Cerca de 60 bancários paralisaram os serviços durante todo o dia de ontem, em protesto às demissões que ocorreram nos últimos cinco meses. A greve aconteceu apenas na agência do Bradesco localizada no centro de Suzano. As demais unidades da região prestaram atendimento normalmente. A falta de prestação do serviço naquela agência trouxe consequências à população, que foi pega de surpresa na porta do estabelecimento.

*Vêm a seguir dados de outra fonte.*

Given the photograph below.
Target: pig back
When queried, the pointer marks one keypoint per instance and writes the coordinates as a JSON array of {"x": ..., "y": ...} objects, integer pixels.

Segundo o presidente do Sindicato dos Bancários de Mogi das Cruzes e Região, Francisco Candido, 13 trabalhadores foram demitidos sem justa causa, fato que motivou a movimentação. "O banco está demitindo muito, por isso fizemos essa paralisação somente no dia de hoje (ontem), em protesto a esses desligamentos. Nada justifica as demissões, o banco continua lucrando muito", destacou o sindicalista. "Em 2015, o banco teve um lucro de mais de R$ 17 bilhões. No primeiro trimestre deste ano, lucrou mais de R$ 4 bilhões. Então nada justifica as demissões. O banco está na contramão da economia do País. E nós entendemos que não pode haver demissões por conta da atual situação econômica", argumentou.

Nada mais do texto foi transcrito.